Zero Trust: The security model you should (not?) implement now
Do you trust us? Or do we trust you? Zero Trust means never trust, but always verify. This is probably only of limited use as a life philosophy, but it could look different in IT. Let’s take a look.
Behind the concept of Zero Trust security
Zero Trust is a security model. It does a great job securing IT infrastructures and data for digital transformation. This security is absolutely essential if an organization wants to survive in our modern world.
The Zero Trust model was developed in 2010 to provide an effective response to the growing pressure to better protect enterprise systems and data. Leaks and attacks are becoming more sophisticated and their impact more extensive. It’s a development that is – or should be – concerned by every CISO and IT executive.
The concept has been the talk among IT security for some time now, and the hype is not slowing down. The debate over what Zero Trust means for a modern enterprise and how to implement it is one of the most frequently discussed topics of all.
Even though things have become a bit clearer over time, there is still a lot of confusion: Why Zero Trust?

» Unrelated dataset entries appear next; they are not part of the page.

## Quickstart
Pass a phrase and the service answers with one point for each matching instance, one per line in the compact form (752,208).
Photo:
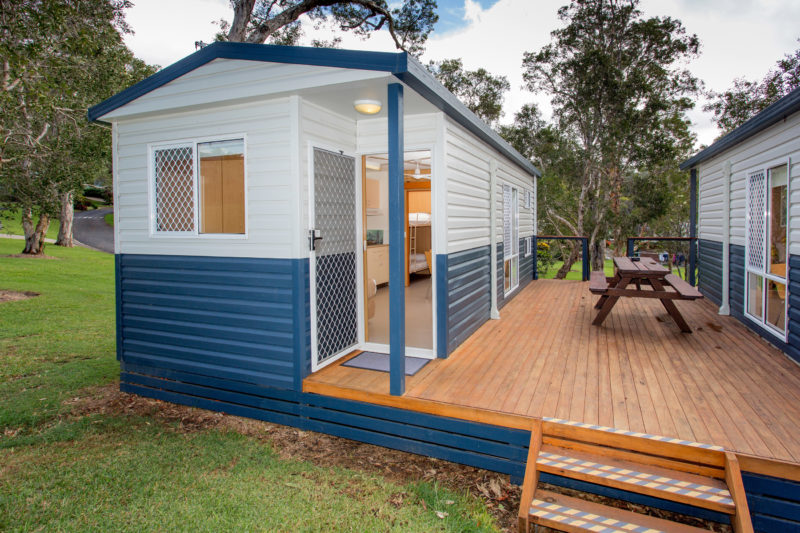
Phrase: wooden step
(699,491)
(569,514)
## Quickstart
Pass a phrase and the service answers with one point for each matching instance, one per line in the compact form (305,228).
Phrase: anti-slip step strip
(659,438)
(576,518)
(640,479)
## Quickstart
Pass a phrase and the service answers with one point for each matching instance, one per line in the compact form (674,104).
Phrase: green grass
(575,272)
(65,471)
(12,224)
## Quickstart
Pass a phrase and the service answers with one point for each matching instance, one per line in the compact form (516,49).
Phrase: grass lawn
(70,470)
(576,270)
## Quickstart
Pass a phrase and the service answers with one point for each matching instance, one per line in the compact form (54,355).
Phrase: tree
(479,90)
(58,58)
(619,93)
(257,21)
(746,99)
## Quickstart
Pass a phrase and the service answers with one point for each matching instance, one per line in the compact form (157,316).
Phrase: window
(199,188)
(510,238)
(766,257)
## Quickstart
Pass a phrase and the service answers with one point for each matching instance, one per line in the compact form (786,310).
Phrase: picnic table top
(644,267)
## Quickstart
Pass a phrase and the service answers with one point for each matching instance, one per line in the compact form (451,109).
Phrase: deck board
(721,384)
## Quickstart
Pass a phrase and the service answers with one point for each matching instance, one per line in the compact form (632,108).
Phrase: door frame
(312,260)
(424,353)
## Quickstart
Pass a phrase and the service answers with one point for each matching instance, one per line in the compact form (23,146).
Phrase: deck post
(585,258)
(397,256)
(692,225)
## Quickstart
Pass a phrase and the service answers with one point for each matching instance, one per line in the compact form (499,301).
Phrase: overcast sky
(740,38)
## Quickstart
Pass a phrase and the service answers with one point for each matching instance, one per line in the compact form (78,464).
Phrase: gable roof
(772,114)
(400,64)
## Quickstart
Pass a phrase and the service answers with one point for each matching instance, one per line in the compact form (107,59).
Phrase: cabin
(748,243)
(329,239)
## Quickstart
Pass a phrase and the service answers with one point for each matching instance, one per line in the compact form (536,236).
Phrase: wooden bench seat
(686,291)
(598,283)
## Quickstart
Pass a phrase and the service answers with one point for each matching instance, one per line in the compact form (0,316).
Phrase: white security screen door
(333,239)
(766,255)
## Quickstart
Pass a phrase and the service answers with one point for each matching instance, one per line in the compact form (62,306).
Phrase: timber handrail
(692,251)
(584,252)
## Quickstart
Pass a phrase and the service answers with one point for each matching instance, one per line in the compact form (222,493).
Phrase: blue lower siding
(232,318)
(466,295)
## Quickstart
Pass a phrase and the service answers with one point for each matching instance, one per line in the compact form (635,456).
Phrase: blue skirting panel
(241,319)
(774,503)
(467,298)
(494,448)
(710,267)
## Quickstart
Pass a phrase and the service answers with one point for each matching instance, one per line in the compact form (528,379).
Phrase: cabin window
(767,253)
(221,186)
(510,238)
(198,188)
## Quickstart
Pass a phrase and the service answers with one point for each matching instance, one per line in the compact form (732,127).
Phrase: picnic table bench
(651,280)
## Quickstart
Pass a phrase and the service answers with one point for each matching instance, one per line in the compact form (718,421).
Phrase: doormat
(380,362)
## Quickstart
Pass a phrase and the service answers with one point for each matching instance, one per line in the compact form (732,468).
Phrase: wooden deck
(720,385)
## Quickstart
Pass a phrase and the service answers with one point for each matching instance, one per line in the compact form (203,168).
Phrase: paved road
(90,229)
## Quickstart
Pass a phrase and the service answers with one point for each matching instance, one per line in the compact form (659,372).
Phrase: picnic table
(650,280)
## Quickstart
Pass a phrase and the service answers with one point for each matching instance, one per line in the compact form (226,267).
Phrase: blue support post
(585,252)
(692,225)
(397,256)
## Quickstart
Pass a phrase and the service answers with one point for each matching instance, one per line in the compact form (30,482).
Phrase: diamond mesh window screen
(336,288)
(756,220)
(173,170)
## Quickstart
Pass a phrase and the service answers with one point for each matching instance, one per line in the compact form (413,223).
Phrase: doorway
(418,247)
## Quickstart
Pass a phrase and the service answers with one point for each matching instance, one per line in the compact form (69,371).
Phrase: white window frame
(151,193)
(765,274)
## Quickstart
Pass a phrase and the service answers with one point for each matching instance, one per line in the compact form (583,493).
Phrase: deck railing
(692,251)
(584,252)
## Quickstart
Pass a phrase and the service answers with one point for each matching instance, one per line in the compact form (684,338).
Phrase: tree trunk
(34,236)
(65,219)
(567,266)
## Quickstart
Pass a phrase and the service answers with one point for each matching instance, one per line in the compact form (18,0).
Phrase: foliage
(746,98)
(58,59)
(620,95)
(479,90)
(409,22)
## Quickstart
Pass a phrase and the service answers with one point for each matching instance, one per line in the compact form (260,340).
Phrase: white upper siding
(271,216)
(233,81)
(771,147)
(469,164)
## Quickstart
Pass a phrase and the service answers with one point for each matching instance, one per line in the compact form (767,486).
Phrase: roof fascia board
(421,80)
(322,57)
(773,114)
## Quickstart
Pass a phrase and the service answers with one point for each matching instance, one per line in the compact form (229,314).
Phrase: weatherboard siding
(232,318)
(468,163)
(270,193)
(234,80)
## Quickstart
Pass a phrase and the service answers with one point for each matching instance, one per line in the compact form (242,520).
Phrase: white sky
(740,38)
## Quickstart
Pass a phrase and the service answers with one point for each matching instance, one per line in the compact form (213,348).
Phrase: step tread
(566,513)
(637,477)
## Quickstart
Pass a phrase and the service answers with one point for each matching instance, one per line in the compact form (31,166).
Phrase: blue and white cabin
(748,228)
(277,208)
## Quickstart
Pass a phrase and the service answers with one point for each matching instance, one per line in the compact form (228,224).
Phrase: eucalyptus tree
(58,59)
(619,88)
(409,22)
(482,92)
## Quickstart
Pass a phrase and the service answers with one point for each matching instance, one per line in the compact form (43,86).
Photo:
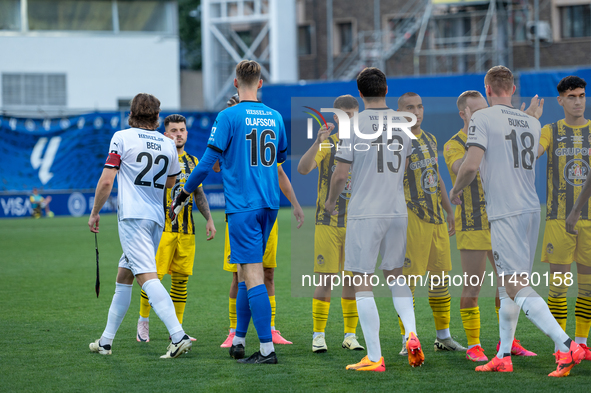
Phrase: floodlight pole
(329,57)
(537,37)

How to implement Zero Trust? What are the Zero Trust benefits for an organization?
The power lies in balance
Zero Trust is about not trusting something just because it is within your network boundaries. This would be the approach of a city in the Middle Ages: you build a huge wall around it and make a few holes in it (the city gates) that are guarded. Once inside, you can move around freely.
Zero Trust turns this view around and says every time you would like to do certain things, you have to get re-verified. Even inside the city walls.
The idea behind this is not to get rid of the old-fashioned firewall, but to increase security within the network. It’s about the balance between the inside and the outside. “Bring balance to the Force, not leave it in darkness,” as Jedi Master Obi-Wan Kenobi said. It’s about making authorization and access decisions based on what you know about the users and the devices (!) that operate within the network.
The core principles of Zero Trust security model
The Zero Trust approach is holistic and relies on several principles and technologies.
Continuous monitoring and validation
According to the security philosophy of the Zero Trust model, potential attackers exist both inside and outside the enterprise network, so no users or devices should be automatically trusted, but instead, require continuous validation.
Least Privilege Access
Users and computers should only receive as much access as they really need. No more. And of course, no less. This is where Obi-Wan Kenobi’s advice often runs into difficulties when applied in practice. In order to implement the least privilege principle, careful management of user permissions is necessary, and maintaining the balance is costly. Technologies such as VPN, for example, are poorly suited to least privilege approaches to authorization.
Device access control
We’ve already touched on this: The digital identities that access infrastructures and data are no longer just users. The Zero Trust model requires tight controls on device accesses and has to ensure that every server, application, and “thing” on the Internet of Things has been authorized and not compromised. In this way, the Zero Trust approach to security helps to prevent leaks while the network’s attack surface can be significantly minimized.
This refers to a division of security perimeters into small zones to provide separate access for individual parts of the network. In this case, a user or device that has access to one of these zones cannot access any of the other zones without separate authorization.
Multi-factor authentication is considered a core principle of the Zero Trust security model and means that more than one proof is required to authenticate a user. Entering a password is not enough to gain access.
How to implement the Zero Trust model in your organization
It’s not always clear where to start. Some look at the concept and might think, “Well, we’re already doing half of that,” if they’re already using a reverse proxy, for example.
Still, others see Zero Trust as a huge task and succumb to the impression that they have to implement everything at once. Of course, this is not the case. Zero Trust is a journey, and like any journey, it consists of small steps. The first “quick wins” are surprisingly quick and easy to achieve. Cue multi-factor authentication, for example.
Dedicated organizations have their own challenges, so there is no magic checklist that will ensure a smooth implementation of Zero Trust. However, according to experts, many organizations already fulfill parts of Zero Trust. Developing a Zero Trust infrastructure is not just about implementing the individual technologies, but more importantly, it’s about enforcing the idea that nothing and no one will be granted access until it has been proven that they can be trusted. Again and again.
Is the Zero Trust Security model right for you?
Well, it’s definitely recommended for any company that works with the cloud in any way, because then things aren’t within its boundaries anyway – they simply have no boundaries. Not only cloud-first but also small businesses should consider a Zero Trust implementation since they don’t have data centers.
The Zero Trust model represents a significant departure from traditional approaches that follow the principle of “check once, trust after.” It requires organizations to continuously verify that a user and their device have the correct permissions and attributes (this is where the identity management tool comes in).
In summary, Zero Trust requires ongoing effort and there are some Zero Trust challenges to be faced along the way. As a result, organizations have not been able to fully implement it, says Kieran Norton, principal partner in Deloitte’s Cyber Risk Services Practice. But that doesn’t mean you shouldn’t try it, especially for digital long-term survival.